The Talmud tells us that at Mount Sinai – the truth of G-d’s existence was so real that it was as if G-d held a mountain over the Jews and said, “Either you accept the Torah, or you will all be buried here.”
The question raised is how was this a real acceptance? After all, it seems as if they were coerced into accepting the Torah?
This can be explained with Maimonides’ concept that the deep-rooted will of a Jew is to do the right thing even when he appears coerced. When the Jews stood at Mount Sinai, deep down, every Jew wanted to fulfill the will of Hashem, therefore, their acceptance was considered a true acceptance. This deep-rooted knowledge of G-d was acquired previously at the Red Sea. It was there that they attained the Daas – knowledge of G-d and the ability to accept G-d’s Torah ― even when it looked as if they were coerced.
The story of the Red Sea is so important because this experience and the Daas acquired there was a prerequisite for the Jews to accept the Torah.
The Talmud tells us that even a maidservant passing through the Red Sea saw more of a prophetic vision than the prophet Yechezkel.
Yechezkel is specifically highlighted because Yechezkel prophesied about the third and everlasting Temple which will be built in the future, at a time of great knowledge of G-d in the world.
Moshe led the Jews in song after the miracle at sea. This song speaks of G-d’s Temple and dwelling place. Rashi teaches us that it alludes to, and is a reference to the third Temple. The level of understanding the Jews received at the Sea was equal to that which Yechezkel prophesized. They expressed this in the song and concluded with “Hashem Yimloch L’Olam Vaed – G-d will be King for ever and ever.”

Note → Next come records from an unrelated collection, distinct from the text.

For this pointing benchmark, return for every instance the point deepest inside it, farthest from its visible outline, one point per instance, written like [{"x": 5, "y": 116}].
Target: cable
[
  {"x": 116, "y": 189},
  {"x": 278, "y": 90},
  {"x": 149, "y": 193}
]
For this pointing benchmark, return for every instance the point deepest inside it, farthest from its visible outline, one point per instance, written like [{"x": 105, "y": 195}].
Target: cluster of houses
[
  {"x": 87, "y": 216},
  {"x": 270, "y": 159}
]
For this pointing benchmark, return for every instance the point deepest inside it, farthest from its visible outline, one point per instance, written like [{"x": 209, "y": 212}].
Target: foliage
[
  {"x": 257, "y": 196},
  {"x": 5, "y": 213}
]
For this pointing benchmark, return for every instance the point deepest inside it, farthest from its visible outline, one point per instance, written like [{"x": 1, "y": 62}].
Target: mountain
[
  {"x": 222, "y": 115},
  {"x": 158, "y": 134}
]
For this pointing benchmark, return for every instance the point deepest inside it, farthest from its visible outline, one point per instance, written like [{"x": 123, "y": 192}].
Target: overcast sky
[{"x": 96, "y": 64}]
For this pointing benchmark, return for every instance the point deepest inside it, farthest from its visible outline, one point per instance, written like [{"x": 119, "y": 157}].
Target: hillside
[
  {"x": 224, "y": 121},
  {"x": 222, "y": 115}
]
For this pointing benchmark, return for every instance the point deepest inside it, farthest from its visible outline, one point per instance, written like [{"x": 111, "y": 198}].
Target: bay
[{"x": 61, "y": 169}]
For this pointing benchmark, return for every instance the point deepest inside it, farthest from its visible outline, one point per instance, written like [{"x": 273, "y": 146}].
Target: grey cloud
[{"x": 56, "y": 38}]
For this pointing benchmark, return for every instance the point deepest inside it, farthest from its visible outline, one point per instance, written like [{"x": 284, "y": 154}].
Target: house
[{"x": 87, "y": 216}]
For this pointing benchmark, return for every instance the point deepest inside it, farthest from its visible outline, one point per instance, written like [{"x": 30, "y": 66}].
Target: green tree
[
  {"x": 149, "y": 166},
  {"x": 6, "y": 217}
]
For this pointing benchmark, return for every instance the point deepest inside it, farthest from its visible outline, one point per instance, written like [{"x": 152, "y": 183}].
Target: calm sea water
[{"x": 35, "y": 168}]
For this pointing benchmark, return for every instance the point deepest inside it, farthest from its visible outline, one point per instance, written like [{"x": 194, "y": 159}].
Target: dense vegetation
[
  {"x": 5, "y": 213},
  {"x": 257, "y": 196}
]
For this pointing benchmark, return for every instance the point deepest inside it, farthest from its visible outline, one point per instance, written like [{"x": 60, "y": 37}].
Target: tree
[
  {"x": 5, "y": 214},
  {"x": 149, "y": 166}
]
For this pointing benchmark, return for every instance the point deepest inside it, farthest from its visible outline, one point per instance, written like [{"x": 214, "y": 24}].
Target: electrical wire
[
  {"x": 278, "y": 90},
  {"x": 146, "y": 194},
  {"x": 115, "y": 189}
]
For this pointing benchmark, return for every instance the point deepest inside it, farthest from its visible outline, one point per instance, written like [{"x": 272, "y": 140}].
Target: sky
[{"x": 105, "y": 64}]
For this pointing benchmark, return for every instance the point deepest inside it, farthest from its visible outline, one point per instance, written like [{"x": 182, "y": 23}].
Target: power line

This firm knowledge of G-d is imbedded and is carried within each and every single Jew and can be stirred and accessed – at one’s liberty – through the study of Torah and observance of the Mitzvos!
A final thought: King David composed another Hallel called Hallel Hagodol (Psalm 131). We recite this each Shabbos and Holiday morning and at the Seder as well. Within its 26 stanzas that end with “His kindness endures forever and ever,” it states, “Who divided the Red Sea into parts.” Our Sages teach us that there were 12 separate pathways during the splitting of the sea, one for each of the tribes! King David further states, “You Shattered the Sea with Your Might” The Sfas Emes explains that not only was each tribe worthy of the miracle of the splitting of the sea, King David adds that there was a shattering – which means each and every person of Klal Yisroel was worthy of having the sea split for them! Rabbi Avrohom Schorr explains further that this means that when we are faced with spiritual challenges – as represented by fierce waters wanting to consume – we should bear in mind that G-d gives each of us our unique ability to overcome them and He will split and smash these damaging waters so that we can understand and appreciate G-d, His existence, goodness and kindness!